Bundesverfassungsgericht: Geschwindigkeitsmessung muss nachprüfbar sein

Wer geblitzt wurde, zweifelt oft an der Messung – die ist jedoch nur in wenigen Fällen tatsächlich fehlerhaft
Wer geblitzt wurde, zweifelt oft an der Messung – die ist jedoch nur in wenigen Fällen tatsächlich fehlerhaft© iStock.com/rclassenlayouts

Polizeiliche und kommunale Verkehrsüberwachung ist nicht bei jedem beliebt, doch für die Verkehrssicherheit unverzichtbar. Mit diesem Urteil stärkt das Bundesverfassungsgericht die Rechte von Autofahrenden, die eine Geschwindigkeitsmessung anzweifeln.

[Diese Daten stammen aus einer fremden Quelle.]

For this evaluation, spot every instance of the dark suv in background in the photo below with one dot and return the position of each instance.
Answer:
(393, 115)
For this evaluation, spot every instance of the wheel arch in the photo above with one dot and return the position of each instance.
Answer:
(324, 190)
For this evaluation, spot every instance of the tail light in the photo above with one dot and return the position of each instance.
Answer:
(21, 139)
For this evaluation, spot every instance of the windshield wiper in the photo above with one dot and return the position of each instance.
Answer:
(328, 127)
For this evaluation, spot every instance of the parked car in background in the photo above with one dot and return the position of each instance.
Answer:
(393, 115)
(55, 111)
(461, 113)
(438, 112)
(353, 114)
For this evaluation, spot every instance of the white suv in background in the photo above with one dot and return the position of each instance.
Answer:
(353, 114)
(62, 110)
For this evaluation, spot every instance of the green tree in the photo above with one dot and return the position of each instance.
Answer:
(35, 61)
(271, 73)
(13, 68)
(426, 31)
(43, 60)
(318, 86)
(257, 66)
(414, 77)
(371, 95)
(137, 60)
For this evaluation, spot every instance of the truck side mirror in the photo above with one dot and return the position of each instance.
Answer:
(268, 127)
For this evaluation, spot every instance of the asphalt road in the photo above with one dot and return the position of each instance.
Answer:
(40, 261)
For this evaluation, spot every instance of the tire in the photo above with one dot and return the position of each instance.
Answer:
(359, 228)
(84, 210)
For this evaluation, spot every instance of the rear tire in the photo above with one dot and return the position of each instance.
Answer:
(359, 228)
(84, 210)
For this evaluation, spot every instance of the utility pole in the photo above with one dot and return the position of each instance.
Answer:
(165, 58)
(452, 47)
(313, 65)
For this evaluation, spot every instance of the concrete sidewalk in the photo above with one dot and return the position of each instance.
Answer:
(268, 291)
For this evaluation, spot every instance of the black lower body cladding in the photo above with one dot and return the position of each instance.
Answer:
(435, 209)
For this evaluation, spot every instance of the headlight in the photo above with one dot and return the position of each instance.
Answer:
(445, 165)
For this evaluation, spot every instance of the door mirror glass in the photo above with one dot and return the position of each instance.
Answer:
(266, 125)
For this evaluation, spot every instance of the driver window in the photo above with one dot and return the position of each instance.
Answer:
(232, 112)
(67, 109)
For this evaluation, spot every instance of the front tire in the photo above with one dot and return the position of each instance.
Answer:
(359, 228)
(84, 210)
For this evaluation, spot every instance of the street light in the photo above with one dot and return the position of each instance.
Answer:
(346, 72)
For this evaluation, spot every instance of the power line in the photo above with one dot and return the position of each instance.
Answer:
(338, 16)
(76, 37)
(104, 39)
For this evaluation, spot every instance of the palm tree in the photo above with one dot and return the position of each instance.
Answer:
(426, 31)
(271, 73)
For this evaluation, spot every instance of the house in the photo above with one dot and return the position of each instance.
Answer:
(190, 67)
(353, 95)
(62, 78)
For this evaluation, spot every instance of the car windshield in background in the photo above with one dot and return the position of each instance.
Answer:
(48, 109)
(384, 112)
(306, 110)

  • Geschwindigkeitsmessung muss fair, korrekt und nachprüfbar sein

  • Trotz verbesserter Technik können bei der Messung Fehler auftreten

Anspruch auf Herausgabe der Rohdaten der Messung

Das Bundesverfassungsgericht (BVerfG, Beschluss vom 12.11.2020, Az. 2 BvR 1616/18) hat entschieden, dass dem Verteidiger auch die Informationen zur Verfügung gestellt werden müssen, die sich nicht in der Akte befinden, aber von dem Messgerät erfasst sind. Damit ist für alle Gerichte bindend entschieden, dass die Behörde verpflichtet ist, auf Antrag des Rechtsanwaltes auch die Daten zur Überprüfung der Richtigkeit der Messung zu überlassen, die nur als Rohmessdaten bzw. in Form einer Lebensakte zusätzlich zur Ermittlungsakte vorliegen.

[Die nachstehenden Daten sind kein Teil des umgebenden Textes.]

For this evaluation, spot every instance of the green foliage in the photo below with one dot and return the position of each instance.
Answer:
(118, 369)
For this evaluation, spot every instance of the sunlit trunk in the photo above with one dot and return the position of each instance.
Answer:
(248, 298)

Nur dann, so die Ansicht der Richter, ist gewährleistet, dass der betroffene Autofahrer wirklich alle Informationen erhält, die er braucht, um einen evtl. Messfehler festzustellen und bei Gericht begründen zu können. Dieser Anspruch auf ein sogenanntes faires Verfahren und auf das rechtliche Gehör ist verfassungsrechtlich garantiert. Damit ist ein wichtiger Schritt getan in Richtung einheitlicher Beurteilung von Akteneinsichtsrechten.

ADAC begrüßt die Entscheidung

Der ADAC begrüßt die Entscheidung des Bundesverfassungsgerichts, dass Fahrer Rohdaten der Messgeräte einsehen können, wenn sie berechtigte Zweifel an der Richtigkeit der Messung bei Verkehrsverstößen haben.

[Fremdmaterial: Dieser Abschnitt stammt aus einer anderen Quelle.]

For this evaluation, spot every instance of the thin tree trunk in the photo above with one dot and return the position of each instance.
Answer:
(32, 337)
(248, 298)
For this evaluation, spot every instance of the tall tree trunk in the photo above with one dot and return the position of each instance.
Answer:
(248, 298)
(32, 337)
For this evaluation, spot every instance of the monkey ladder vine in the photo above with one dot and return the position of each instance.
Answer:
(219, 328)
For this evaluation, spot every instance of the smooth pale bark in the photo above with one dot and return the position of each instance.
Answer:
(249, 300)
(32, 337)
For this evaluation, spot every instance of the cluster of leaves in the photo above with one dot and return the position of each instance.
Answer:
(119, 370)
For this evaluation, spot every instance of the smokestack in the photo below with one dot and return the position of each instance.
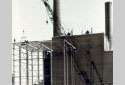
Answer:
(56, 16)
(108, 22)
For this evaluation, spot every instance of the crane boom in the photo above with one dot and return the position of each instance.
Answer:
(50, 14)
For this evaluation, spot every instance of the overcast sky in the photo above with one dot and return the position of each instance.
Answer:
(79, 15)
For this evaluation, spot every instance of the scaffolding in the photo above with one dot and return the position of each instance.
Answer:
(28, 62)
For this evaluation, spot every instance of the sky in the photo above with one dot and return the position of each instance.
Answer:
(79, 15)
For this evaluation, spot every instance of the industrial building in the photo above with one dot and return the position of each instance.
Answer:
(66, 59)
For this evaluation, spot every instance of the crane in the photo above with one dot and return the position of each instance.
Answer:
(50, 14)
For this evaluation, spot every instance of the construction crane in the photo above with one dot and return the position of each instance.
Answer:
(50, 14)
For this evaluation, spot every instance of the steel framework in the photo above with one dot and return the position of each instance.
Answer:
(28, 62)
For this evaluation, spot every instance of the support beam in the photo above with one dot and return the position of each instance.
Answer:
(13, 76)
(27, 65)
(20, 65)
(38, 64)
(32, 65)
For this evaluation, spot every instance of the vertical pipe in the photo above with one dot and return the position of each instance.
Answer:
(71, 67)
(56, 17)
(38, 64)
(20, 64)
(108, 30)
(32, 65)
(64, 64)
(67, 66)
(27, 67)
(13, 77)
(43, 65)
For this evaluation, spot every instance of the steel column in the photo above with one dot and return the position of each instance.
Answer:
(19, 65)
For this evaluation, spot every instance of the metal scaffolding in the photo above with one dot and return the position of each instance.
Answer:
(28, 62)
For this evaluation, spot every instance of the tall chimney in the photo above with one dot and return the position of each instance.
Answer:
(56, 17)
(108, 23)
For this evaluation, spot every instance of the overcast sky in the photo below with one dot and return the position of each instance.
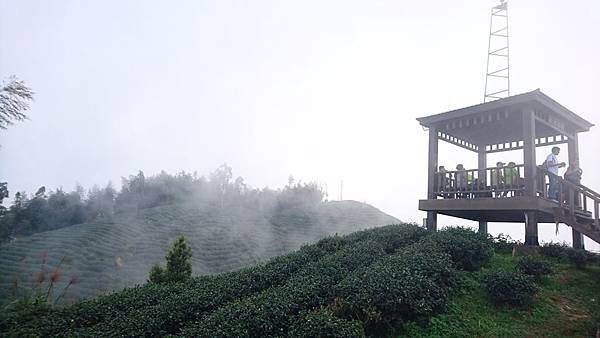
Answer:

ADAC Verkehrspräsident Gerhard Hillebrand: "Die Entscheidung des Bundesverfassungsgerichts ist ein Beitrag zu mehr Fairness bei Bußgeldverfahren. Die Möglichkeit, auf Rohdaten der Messgeräte zuzugreifen, kann im Zweifel auch dazu beitragen, die Akzeptanz von Bußgeldbescheiden zu erhöhen. Bei Vorliegen tatsächlicher Messfehler wird dadurch sichergestellt, dass Verkehrsverstöße korrekt und gerecht geahndet werden. Im Bußgeldverfahren werden die Interessen der Betroffenen gegenüber den Behörden gestärkt. Das hatte der ADAC bereits seit Jahren eingefordert."

Was bedeutet das Urteil für betroffene Autofahrer?

Mit dem Beschluss des Bundesverfassungsgerichts kann der betroffene Autofahrer verlangen, dass ihm bzw. seinem Anwalt alle Daten, die das Messgerät bereithält, bereits von der Verwaltungsbehörde zur Verfügung gestellt werden. Denn nur so kann man vorab prüfen, ob sich Auffälligkeiten bei der Messung ergeben.

Nur wenn diese Überprüfung Anhaltspunkte für eine fehlerhafte Messung ergibt, hat der geblitzte Fahrer mit seinem Rechtsmittel überhaupt Aussicht auf Erfolg vor Gericht.

Wer aktuell ein offenes Bußgeldverfahren (z. B. einen neuen Bußgeldbescheid) hat, sollte daher anwaltlichen Rat suchen, wie hier vorgegangen werden soll.

Welche Geräte sind von der Entscheidung betroffen?

Alle Messgeräte, die Rohdaten auch tatsächlich abspeichern.

Service der ADAC Clubjuristen

Obwohl die Messsicherheit der amtlich zugelassenen Geschwindigkeitsmessanlagen in den letzten Jahren dank verbesserter Technik deutlich zugenommen hat, gibt es je nach eingesetztem Geschwindigkeitsmessverfahren unterschiedliche Fehlerquellen.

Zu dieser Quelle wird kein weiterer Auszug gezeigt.